Comment ça commence ?

Il n’y a pas de signes évidents au début. Une personne prend un médicament - souvent un anticonvulsivant comme la carbamazépine, un antibiotique sulfamidique ou l’allopurinol - et trois à sept jours plus tard, elle ressent une fièvre soudaine, des maux de tête, une gorge irritée, une toux, ou des yeux rouges. Cela ressemble à une grippe banale. Mais dans les 24 à 72 heures qui suivent, la peau commence à changer. Des taches rouges ou violacées apparaissent, d’abord sur le torse, puis sur les bras et les jambes. Elles ne sont pas des boutons. Ce ne sont pas des urticaires. Ce sont des lésions plates, douloureuses, qui se transforment en cloques flasques. La peau se détache au moindre contact. C’est ce qu’on appelle le signe de Nikolsky : si vous appuyez légèrement sur une zone affectée, la peau se détache comme du papier humide.

Et ce n’est pas seulement la peau. Les muqueuses sont touchées dans 100 % des cas. La bouche devient une plaie ouverte, impossible à ouvrir sans douleur. Les yeux brûlent, se ferment, deviennent collants. Les organes génitaux sont recouverts de plaies. Dans 50 % des cas, au moins trois muqueuses sont atteintes. C’est là que la maladie devient une urgence. Les patients ne peuvent plus manger, boire, uriner ou regarder la lumière. Ils perdent des litres de liquide par jour, comme des brûlés graves.

Qu’est-ce qui cause cette réaction ?

Plus de 80 % des cas sont causés par des médicaments. Les coupables les plus fréquents sont connus depuis des décennies : la carbamazépine, la phénytoïne, le lamotrigine, les sulfamides (comme le Bactrim), et l’allopurinol. Mais ce qui rend ces réactions si dangereuses, c’est que la plupart des gens n’ont aucun signe précurseur. Pas d’allergie connue, pas de réaction passée. C’est un coup de foudre immunologique.

La science a découvert une clé importante : certains gènes augmentent le risque de manière exponentielle. Chez les populations asiatiques, la présence de l’HLA-B*15:02 rend la prise de carbamazépine jusqu’à 1 000 fois plus risquée. Pour l’allopurinol, c’est l’HLA-B*58:01 qui est en cause - un risque multiplié par 80 à 580. C’est pourquoi, aux États-Unis et dans plusieurs pays européens, les médecins testent maintenant ces gènes avant de prescrire ces médicaments. À Taïwan, après la mise en place d’un dépistage obligatoire en 2007, les cas de SJS/TEN ont chuté de 80 %. Ce n’est pas une simple précaution : c’est une mesure de santé publique qui sauve des vies.

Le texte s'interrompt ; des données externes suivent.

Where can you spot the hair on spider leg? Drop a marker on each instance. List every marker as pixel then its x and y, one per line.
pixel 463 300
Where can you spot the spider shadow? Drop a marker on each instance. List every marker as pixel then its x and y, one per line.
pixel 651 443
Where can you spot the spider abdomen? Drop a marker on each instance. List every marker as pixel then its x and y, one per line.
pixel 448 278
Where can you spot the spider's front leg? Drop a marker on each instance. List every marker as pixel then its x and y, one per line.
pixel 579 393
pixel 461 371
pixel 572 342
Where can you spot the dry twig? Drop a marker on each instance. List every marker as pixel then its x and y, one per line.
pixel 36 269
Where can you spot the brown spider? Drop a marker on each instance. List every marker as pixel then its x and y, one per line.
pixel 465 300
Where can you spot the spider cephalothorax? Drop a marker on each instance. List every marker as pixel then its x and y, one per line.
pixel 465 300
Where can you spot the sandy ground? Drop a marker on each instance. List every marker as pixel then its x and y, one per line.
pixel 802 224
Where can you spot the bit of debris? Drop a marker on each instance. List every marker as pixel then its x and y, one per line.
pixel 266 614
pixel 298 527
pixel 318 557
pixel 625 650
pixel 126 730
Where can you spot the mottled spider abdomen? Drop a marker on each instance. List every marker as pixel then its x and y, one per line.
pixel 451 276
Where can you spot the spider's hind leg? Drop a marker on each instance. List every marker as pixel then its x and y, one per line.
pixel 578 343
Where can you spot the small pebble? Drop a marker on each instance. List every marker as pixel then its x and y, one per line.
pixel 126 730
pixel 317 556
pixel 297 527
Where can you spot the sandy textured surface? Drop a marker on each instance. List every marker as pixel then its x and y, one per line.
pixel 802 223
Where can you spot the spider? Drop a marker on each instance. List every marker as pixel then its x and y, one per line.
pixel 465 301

Comment on le diagnostique ?

Il n’y a pas de test sanguin pour confirmer le syndrome de Stevens-Johnson. Le diagnostic repose sur l’aspect clinique et sur une biopsie de peau. Le médecin cherche trois choses : l’apparition rapide des lésions, la détérioration des muqueuses, et l’histologie de la peau. Sous le microscope, on voit une mort totale des cellules de l’épiderme, avec très peu d’inflammation dans le derme. C’est ça qui distingue la nécrolyse toxique d’autres maladies comme le syndrome de peau brûlée par le staphylocoque - qui touche surtout les enfants et a un mécanisme différent.

Le diagnostic est souvent retardé, parce que les premiers symptômes ressemblent à une infection virale. Un patient peut passer trois jours chez son médecin généraliste avant d’être envoyé à l’hôpital. Et chaque heure compte. Le délai entre l’apparition des lésions et l’arrêt du médicament responsable est directement lié à la survie. Si on attend trop longtemps, la peau continue de se détacher, les infections s’installent, et les organes commencent à échouer.

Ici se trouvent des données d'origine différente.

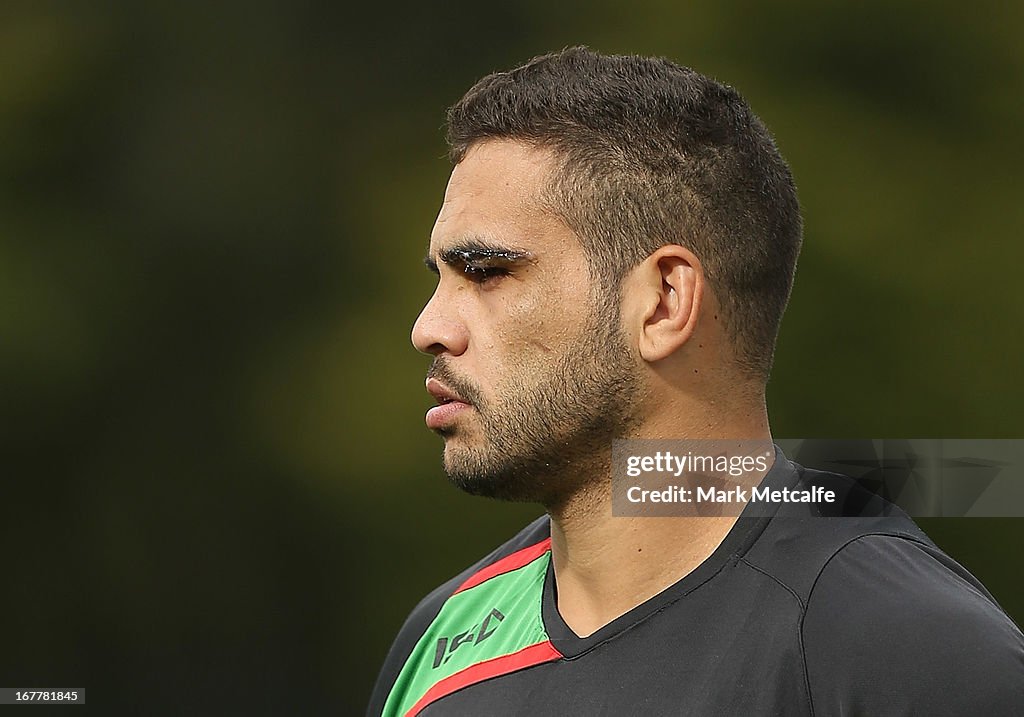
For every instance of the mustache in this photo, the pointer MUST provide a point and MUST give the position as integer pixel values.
(442, 371)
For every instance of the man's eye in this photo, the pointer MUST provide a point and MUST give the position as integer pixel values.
(482, 273)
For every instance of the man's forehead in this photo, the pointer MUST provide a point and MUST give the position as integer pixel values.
(494, 197)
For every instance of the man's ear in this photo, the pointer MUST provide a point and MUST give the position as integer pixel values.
(666, 292)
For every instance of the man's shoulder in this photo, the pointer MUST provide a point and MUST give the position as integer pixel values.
(796, 545)
(901, 626)
(525, 546)
(889, 623)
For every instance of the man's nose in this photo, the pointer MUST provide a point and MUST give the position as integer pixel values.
(438, 330)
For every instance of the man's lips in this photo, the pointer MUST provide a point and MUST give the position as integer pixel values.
(450, 405)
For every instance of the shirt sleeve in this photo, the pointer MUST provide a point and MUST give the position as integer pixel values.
(896, 627)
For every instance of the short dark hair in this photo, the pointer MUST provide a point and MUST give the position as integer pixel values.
(649, 153)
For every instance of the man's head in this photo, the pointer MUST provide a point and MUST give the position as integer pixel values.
(573, 172)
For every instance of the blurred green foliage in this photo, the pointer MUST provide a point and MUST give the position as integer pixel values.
(218, 495)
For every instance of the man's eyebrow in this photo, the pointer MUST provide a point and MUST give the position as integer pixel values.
(476, 251)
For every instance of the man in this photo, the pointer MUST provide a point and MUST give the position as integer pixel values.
(614, 251)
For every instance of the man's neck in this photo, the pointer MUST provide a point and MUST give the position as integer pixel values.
(605, 565)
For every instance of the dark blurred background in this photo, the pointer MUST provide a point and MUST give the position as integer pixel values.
(218, 494)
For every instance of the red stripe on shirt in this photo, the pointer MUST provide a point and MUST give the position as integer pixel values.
(507, 564)
(496, 667)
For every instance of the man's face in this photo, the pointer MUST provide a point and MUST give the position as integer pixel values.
(531, 373)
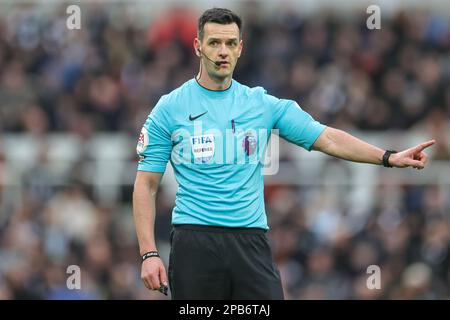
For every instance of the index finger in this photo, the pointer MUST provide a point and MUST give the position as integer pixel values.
(424, 145)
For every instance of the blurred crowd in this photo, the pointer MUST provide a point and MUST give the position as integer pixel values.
(106, 77)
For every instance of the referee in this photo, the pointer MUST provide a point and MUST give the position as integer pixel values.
(214, 131)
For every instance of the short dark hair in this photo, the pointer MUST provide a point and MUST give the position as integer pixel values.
(218, 15)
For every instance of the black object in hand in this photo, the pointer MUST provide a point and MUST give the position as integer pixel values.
(163, 289)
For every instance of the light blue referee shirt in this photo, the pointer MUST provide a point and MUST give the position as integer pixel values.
(216, 141)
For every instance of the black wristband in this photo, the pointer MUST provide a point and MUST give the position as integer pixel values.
(150, 254)
(386, 156)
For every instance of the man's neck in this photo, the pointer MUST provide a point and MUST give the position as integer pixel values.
(213, 83)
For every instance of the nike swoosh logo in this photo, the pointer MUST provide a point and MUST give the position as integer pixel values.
(196, 117)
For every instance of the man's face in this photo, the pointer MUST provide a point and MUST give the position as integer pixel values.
(221, 42)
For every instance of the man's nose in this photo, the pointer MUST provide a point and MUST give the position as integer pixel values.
(223, 51)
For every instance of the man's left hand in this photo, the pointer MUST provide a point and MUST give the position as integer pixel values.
(412, 157)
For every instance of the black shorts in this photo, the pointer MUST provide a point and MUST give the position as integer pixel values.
(222, 263)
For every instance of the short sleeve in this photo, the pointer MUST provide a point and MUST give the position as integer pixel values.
(293, 123)
(154, 144)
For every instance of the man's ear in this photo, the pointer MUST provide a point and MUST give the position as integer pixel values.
(197, 47)
(241, 45)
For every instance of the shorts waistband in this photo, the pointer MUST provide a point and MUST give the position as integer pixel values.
(198, 227)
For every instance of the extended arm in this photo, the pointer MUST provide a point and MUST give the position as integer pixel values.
(342, 145)
(153, 273)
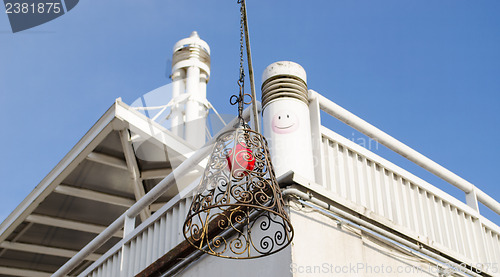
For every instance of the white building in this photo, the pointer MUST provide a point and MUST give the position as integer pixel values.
(116, 203)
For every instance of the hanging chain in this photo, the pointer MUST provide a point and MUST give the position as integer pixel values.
(239, 99)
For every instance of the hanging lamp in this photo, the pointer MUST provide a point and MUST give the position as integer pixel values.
(238, 211)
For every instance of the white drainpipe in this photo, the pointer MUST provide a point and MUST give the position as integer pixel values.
(286, 120)
(190, 75)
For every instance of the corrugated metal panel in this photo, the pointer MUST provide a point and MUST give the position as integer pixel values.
(146, 246)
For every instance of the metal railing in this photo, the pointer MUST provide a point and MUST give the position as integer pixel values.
(150, 241)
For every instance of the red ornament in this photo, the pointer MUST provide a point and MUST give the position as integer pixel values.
(245, 161)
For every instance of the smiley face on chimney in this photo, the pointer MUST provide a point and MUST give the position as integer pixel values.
(285, 122)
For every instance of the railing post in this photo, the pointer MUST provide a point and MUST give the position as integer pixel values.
(471, 199)
(286, 118)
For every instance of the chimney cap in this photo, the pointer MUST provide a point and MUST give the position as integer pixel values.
(284, 68)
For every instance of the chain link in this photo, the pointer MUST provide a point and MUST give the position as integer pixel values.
(239, 99)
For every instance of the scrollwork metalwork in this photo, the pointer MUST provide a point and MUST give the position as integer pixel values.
(238, 211)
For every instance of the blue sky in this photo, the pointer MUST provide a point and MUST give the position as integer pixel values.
(426, 72)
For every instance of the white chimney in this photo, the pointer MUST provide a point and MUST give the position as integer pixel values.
(286, 120)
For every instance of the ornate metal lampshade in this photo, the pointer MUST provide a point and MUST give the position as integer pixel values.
(238, 211)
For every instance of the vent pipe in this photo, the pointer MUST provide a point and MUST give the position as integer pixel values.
(190, 75)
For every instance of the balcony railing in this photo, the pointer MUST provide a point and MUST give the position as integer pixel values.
(355, 178)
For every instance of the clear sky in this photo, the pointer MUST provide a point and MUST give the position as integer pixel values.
(427, 72)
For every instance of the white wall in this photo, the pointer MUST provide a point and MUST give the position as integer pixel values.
(322, 248)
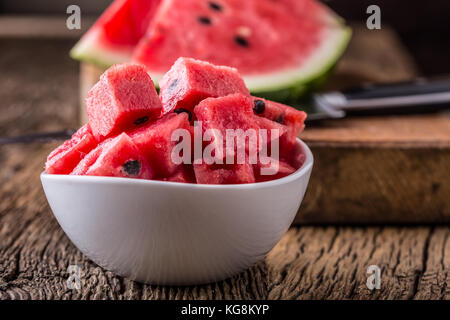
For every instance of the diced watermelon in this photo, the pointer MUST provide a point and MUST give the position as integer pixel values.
(190, 81)
(224, 174)
(183, 174)
(120, 157)
(124, 98)
(292, 118)
(64, 158)
(88, 160)
(235, 112)
(154, 140)
(294, 155)
(279, 169)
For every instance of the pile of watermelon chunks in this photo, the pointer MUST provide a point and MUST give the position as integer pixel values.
(129, 133)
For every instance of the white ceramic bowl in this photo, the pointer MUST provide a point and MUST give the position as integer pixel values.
(175, 233)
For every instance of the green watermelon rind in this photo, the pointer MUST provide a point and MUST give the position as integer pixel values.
(300, 84)
(89, 51)
(288, 89)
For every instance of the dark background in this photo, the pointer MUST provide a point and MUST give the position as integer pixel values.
(423, 26)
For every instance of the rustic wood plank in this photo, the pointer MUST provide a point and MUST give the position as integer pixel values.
(309, 262)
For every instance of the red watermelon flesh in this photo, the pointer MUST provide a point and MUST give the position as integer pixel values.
(189, 81)
(183, 174)
(224, 174)
(234, 112)
(293, 119)
(154, 140)
(125, 97)
(88, 161)
(250, 35)
(64, 158)
(280, 169)
(294, 155)
(120, 157)
(115, 34)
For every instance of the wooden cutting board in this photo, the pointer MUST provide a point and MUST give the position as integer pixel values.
(392, 169)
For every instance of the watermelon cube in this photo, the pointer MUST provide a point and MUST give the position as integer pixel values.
(64, 158)
(154, 140)
(295, 155)
(292, 118)
(184, 173)
(88, 161)
(224, 174)
(235, 112)
(276, 169)
(189, 81)
(125, 97)
(119, 157)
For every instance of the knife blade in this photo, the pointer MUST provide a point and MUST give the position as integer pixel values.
(420, 95)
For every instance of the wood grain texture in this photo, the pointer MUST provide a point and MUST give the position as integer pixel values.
(310, 262)
(39, 92)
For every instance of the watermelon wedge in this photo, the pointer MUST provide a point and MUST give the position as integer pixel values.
(114, 36)
(283, 48)
(276, 46)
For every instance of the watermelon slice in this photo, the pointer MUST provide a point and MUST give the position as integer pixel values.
(189, 81)
(114, 36)
(234, 112)
(119, 157)
(125, 97)
(154, 140)
(64, 158)
(276, 46)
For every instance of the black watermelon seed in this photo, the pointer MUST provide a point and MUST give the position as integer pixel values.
(173, 84)
(132, 167)
(181, 110)
(241, 41)
(141, 120)
(204, 20)
(259, 106)
(280, 119)
(215, 6)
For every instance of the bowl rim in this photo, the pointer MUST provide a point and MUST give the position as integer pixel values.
(307, 165)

Main délicatement pressée sur une zone de peau qui se détache comme du papier mou, avec un microscope en arrière-plan.

Que fait-on à l’hôpital ?

Il n’y a pas de traitement miracle. Le seul moyen de sauver une vie, c’est d’arrêter immédiatement tous les médicaments non essentiels - et d’identifier le coupable. Ensuite, le patient est transféré en unité de brûlés ou en soins intensifs. Il est traité comme un brûlé grave : réhydratation massive (jusqu’à trois fois la quantité normale), soins des plaies avec des pansements non adhérents, et prévention des infections. Les yeux sont lavés plusieurs fois par jour par un ophtalmologiste pour éviter que les paupières ne se collent à la cornée. Les patients ne peuvent pas manger normalement : ils reçoivent de la nourriture par sonde.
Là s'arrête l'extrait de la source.